The Defense Department said Wednesday that it had awarded lucrative cloud-computing contracts to four companies: Amazon, Google, Microsoft and Oracle. The contracts run through 2028 and could be valued as high as $9 billion, the Pentagon said in a news release.

The work is for a new cloud architecture called the Joint Warfighting Cloud Capability, which would provide the Defense Department with cloud services “across all security domains and classification levels.”

The decision to award contracts to four companies was a shift for the Pentagon, three years after it had given a $10 billion cloud-computing contract to Microsoft. That contract, for the Joint Enterprise Defense Infrastructure, known as JEDI, became part of a legal battle over claims that President Donald J. Trump interfered in a process that favored Microsoft over its rival bidder, Amazon.
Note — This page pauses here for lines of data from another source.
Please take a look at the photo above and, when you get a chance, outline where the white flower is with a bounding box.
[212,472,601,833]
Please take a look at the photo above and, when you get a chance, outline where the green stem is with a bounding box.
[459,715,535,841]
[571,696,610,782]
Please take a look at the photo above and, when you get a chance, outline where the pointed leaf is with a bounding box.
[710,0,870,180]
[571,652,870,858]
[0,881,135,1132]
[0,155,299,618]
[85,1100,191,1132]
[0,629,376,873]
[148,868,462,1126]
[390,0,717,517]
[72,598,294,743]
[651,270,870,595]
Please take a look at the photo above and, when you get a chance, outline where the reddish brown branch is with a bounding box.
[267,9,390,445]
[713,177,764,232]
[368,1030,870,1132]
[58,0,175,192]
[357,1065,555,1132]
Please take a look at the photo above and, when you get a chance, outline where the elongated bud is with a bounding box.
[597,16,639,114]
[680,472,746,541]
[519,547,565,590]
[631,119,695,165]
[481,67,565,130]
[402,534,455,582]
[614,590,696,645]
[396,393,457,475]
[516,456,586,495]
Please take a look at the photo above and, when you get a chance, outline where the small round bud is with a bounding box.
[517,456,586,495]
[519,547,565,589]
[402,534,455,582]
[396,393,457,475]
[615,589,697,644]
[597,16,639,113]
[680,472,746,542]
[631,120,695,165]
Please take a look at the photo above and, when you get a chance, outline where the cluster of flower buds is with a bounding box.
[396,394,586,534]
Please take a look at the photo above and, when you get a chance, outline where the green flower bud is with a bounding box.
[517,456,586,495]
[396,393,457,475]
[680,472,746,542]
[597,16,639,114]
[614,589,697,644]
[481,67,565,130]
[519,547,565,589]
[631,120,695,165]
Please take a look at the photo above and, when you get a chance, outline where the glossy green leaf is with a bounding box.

“This is the biggest cloud Beltway deal in history and was a key deal to win for all the software vendors in this multiyear soap opera,” Dan Ives, a tech analyst with Wedbush Securities, said in an email. “It’s good to finally end this chapter and get a cloud deal finally done for the Pentagon after years of a roller coaster.”

Amazon, Google, Microsoft and Oracle did not immediately respond to requests for comment.
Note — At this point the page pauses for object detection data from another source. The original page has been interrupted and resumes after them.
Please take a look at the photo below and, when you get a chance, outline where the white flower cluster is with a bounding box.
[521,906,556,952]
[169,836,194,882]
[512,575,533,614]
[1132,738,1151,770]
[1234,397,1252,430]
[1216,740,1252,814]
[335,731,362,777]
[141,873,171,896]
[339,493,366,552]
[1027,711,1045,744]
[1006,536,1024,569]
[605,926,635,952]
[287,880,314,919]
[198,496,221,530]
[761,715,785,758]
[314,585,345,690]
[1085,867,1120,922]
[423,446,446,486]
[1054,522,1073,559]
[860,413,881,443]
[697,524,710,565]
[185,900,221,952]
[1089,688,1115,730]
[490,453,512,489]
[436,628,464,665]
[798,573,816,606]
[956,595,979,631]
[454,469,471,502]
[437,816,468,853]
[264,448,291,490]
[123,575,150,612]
In 2021, the department said it would not move forward with the Microsoft contract, as it “was developed at a time when the department’s needs were different and our cloud conversancy less mature.”

Instead, the Pentagon said, it would seek bids from multiple technology companies for the Joint Warfighting Cloud Capability. While market research indicated that Microsoft and Amazon would be best positioned to meet the needs, officials said they would also reach out to IBM, Oracle and Google.
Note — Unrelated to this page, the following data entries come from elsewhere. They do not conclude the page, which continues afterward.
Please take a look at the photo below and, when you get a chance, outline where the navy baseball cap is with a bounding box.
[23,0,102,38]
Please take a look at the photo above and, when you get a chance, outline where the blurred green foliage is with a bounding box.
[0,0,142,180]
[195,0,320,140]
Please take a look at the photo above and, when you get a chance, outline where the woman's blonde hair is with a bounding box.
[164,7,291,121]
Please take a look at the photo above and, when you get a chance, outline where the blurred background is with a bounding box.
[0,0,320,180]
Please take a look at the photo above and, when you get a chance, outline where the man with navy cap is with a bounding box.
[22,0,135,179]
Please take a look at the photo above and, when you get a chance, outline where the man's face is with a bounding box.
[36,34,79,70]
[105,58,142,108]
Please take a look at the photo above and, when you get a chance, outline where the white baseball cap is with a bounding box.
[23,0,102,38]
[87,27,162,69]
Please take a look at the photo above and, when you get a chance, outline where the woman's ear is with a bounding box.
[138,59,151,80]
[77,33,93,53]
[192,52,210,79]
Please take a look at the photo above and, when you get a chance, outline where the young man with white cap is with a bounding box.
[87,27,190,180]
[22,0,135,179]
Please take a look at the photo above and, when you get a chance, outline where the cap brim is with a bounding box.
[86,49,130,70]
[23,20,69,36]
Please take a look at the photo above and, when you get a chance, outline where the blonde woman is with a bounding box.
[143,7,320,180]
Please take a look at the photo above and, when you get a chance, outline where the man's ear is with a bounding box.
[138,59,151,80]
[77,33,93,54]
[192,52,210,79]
Wednesday’s announcement on the marquee government contract was a big win for a wider swath of technology firms. The largest of them had pushed aggressively for the earlier JEDI contract, which was seen as the way to transform and modernize the military’s cloud-computing systems. Oracle was among the companies that lobbied for the Pentagon to give cloud-computing and other government contracts to multiple firms.